Sistem ujian, kenaikan tingkat, kelulusan dan pemberian “ijazah”
Ada pertanyaan penting
yang cukup sulit dijelaskan, setidaknya menurut kacamata dan standar
pengelolaan lembaga pendidikan modern. Pertanyaan itu terkait bagaimana seorang
pelajar bisa dinyatakan berhak naik tingkat, telah lulus atau boleh menerima ijazah
(lisensi) tertentu?
Berdasarkan pembacaan
pada teks-teks, setiap pelajar berada sec`ra penuh di bawah otoritas gurunya.
Guru lah yang menentukan apakah ia layak untuk naik tingkat atau belum,
berdasarkan penilaian-penilaian yang diberikan selama interaksi pembelajaran,
diskusi, riset, dan lain-lain.

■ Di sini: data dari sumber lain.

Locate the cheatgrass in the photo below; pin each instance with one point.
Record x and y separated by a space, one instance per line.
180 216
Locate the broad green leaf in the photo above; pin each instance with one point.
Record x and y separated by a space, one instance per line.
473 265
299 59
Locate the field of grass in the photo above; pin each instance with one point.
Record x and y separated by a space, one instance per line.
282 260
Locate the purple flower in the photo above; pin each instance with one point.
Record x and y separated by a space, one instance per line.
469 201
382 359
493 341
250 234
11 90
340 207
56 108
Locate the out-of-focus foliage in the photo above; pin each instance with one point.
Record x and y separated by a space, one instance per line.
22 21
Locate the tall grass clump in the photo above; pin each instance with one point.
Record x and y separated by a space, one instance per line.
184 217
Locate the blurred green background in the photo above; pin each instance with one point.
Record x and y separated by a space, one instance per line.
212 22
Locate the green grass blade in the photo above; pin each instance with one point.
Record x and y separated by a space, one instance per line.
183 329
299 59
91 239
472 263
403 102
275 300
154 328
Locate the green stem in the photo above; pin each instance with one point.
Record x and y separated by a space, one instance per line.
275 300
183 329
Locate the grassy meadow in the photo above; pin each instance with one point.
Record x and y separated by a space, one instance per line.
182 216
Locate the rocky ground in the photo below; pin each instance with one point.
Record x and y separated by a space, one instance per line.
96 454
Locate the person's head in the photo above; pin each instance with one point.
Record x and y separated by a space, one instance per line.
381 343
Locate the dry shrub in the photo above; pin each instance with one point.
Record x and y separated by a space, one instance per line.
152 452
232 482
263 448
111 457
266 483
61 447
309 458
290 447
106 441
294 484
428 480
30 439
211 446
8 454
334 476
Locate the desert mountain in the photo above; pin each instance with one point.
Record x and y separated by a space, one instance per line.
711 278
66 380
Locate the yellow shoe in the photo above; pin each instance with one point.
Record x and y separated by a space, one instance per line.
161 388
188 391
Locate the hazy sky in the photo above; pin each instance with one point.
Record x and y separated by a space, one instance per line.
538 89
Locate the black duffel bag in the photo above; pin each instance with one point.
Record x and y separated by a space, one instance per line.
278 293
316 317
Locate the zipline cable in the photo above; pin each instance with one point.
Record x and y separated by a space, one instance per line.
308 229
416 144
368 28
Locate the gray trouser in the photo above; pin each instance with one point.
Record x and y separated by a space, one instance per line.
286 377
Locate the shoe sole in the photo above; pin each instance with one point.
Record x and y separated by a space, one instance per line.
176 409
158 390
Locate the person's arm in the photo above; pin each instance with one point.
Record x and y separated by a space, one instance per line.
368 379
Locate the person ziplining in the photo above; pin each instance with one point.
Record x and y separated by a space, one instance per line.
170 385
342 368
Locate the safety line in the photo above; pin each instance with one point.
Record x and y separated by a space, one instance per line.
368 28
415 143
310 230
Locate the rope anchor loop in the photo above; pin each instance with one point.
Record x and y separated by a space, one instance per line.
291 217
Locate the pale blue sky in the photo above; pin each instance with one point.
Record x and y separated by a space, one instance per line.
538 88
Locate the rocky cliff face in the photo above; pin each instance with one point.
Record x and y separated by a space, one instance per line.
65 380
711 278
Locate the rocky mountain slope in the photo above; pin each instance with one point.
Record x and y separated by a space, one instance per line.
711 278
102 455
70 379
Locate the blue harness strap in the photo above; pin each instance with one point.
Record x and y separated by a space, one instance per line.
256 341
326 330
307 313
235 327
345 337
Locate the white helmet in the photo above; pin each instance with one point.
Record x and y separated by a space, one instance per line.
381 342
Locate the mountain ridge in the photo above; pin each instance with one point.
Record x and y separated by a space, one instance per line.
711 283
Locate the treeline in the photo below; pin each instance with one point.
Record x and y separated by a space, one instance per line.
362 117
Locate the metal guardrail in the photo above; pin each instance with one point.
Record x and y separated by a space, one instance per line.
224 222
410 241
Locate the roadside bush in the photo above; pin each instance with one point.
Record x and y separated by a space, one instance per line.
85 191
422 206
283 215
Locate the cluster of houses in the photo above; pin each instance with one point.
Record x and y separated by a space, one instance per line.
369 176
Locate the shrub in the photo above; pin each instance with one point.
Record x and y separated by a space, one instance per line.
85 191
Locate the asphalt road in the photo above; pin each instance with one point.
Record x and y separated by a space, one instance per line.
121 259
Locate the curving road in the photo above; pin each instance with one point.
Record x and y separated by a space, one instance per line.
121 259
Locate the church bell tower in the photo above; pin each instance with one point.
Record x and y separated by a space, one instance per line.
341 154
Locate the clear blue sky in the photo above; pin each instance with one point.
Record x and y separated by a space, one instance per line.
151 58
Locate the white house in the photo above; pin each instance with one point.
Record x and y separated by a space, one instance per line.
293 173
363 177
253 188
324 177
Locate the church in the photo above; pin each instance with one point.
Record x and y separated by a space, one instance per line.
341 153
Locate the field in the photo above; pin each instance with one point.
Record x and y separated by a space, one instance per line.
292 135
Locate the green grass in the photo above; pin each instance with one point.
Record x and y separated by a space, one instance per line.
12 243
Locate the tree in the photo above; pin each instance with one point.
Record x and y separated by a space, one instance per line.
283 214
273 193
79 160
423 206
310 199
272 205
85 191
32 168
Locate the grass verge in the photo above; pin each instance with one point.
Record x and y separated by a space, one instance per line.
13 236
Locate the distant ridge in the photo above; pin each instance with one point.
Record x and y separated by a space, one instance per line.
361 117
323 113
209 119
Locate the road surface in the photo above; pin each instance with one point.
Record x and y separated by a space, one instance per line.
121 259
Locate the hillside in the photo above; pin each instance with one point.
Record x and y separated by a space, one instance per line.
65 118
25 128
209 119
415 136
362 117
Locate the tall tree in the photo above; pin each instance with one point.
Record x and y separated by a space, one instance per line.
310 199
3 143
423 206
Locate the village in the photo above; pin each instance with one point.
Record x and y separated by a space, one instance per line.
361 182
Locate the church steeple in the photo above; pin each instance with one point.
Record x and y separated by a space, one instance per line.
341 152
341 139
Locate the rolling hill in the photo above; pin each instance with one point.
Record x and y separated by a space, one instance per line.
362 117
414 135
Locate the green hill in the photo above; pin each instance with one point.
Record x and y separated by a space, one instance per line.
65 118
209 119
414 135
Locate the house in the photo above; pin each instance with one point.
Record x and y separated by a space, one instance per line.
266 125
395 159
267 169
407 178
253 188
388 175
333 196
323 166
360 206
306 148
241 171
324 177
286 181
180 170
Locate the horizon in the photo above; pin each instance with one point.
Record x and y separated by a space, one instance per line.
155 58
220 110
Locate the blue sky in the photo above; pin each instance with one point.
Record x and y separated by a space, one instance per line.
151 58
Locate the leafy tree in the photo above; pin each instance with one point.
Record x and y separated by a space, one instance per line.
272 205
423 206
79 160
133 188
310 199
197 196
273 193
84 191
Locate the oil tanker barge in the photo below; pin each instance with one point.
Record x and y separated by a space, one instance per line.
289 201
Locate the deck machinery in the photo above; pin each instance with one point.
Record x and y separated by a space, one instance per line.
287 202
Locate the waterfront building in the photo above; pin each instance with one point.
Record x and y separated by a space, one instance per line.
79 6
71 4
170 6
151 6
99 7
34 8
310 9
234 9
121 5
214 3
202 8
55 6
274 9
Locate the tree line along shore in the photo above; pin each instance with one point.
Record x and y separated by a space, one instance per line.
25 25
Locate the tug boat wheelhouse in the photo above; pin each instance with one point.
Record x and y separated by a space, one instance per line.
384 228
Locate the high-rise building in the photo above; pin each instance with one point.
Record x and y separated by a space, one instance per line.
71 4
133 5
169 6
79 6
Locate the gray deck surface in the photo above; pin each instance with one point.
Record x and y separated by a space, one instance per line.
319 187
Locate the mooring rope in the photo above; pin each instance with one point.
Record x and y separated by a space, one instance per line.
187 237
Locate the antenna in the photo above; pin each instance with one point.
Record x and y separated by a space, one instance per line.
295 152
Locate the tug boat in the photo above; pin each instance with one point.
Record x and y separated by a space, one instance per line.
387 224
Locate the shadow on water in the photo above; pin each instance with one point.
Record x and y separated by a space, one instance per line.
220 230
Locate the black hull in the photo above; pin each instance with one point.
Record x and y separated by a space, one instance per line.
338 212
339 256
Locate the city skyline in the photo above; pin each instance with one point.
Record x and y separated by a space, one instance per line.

Sistem ujian berkala dan massal yang biasa kita
kenal sekarang, tampaknya tidak ada. Kita telah mengutip pernyataan Imam
Syafi’i yang diriwayatkan oleh al-Baihaqiy sebelum ini, ketika beliau berjumpa
dengan seorang mu’addib.
Su’ad Maher menulis
tentang perubahan yang dilakukan Syekh Mahmud Syalthut, rektor Al-Azhar periode
1958-1964. Salah satunya, pada tahun 1960 M (1380 H), beliau memindahkan
Institut Pembacaan Al-Qur’an ke dalam Masjid Al-Azhar dengan menyusun rencana
pelajaran tertentu seputar agama Islam. Cara ini, menurut Su’ad Maher, telah
mengembalikan Al-Azhar kepada ciri khasnya, yaitu memberi kesempatan kaum
muslimin mempelajari ilmu agama secara bebas tanpa dibatasi dengan masa waktu,
rencana pelajaran, maupun ujian. Wal`u kami tidak tahu apakah sistem ini masih
dipelihara di Al-Azhar sampai sekarang, atau sudah diubah, namun dapat
disimpulkan bahwa sistem pembelajaran klasik memang: (1) tidak dibatasi waktu,
(2) tanpa rencana pelajaran tertentu yang kaku, dan (3) tidak ada ujian,
setidaknya ujian massal dan periodik.
Akan tetapi, ada
baiknya kita memahami terlebih dahulu apa dan bagaimana ijazah itu
berlaku di masa silam, karena dengan demikian akan kita mengerti pula bagaimana
cara untuk memperolehnya. Ijazah, secara sederhana berarti “izin,
pemberian wewenang, atau pernyataan bahwa pemegangnya memiliki hak dan otoritas
tertentu.” Ijazah ini menjadi kekayaan pribadi seorang pelajar yang
berlaku di belahan dunia Islam manapun, sehingga ia bisa mengajarkan ilmu-ilmu
yang ia miliki ijazahnya dimana pun ia mau. Sangat wajar jika – dalam masa
studi – seseorang akan berusaha menemui sebanyak mungkin guru dan memperoleh ijazah
darinya. Oleh karenanya, pengembaraan (rihlah) menjadi keharusan. Banyak
kisah ulama’ yang terusir dari negerinya karena masalah tertentu, atau sengaja
mengembara ke negeri baru yang jauh, ia pun diterima dengan antusias dan segera
memperoleh kemasyhurannya. Belakangan, istilah ijazah secara khusus
merujuk kepada izin seseorang kepada orang lain yang telah ia uji dan percayai
untuk meriwayatkan kembali buku-buku yang ada dalam otoritasnya, tanpa melalui
proses pembacaan kata per kata terlebih dahulu. Ada pula proses munawalah,
yakni ketika seorang guru menyerahkan kepada seseorang naskah asli miliknya,
atau salinan yang telah diperiksanya, dan ia memberikan otoritas kepada orang
itu untuk meriwayatkannya kembali.
Sistem ijazah ini
sangat vital, karena di masa itu sebagian besar buku dan ilmu pengetahuan
diriwayatkan serta dipelajari dengan sistem dikte dan pembacaan langsung, maka
diperlukan media yang memastikan perjumpaan diantara seorang penulis atau guru
dengan pembaca atau muridnya. Biasanya, media itu dibuka dalam bentuk
forum-forum pendiktean atau pembacaan di masjid, rumah pribadi, maupun Madrasah.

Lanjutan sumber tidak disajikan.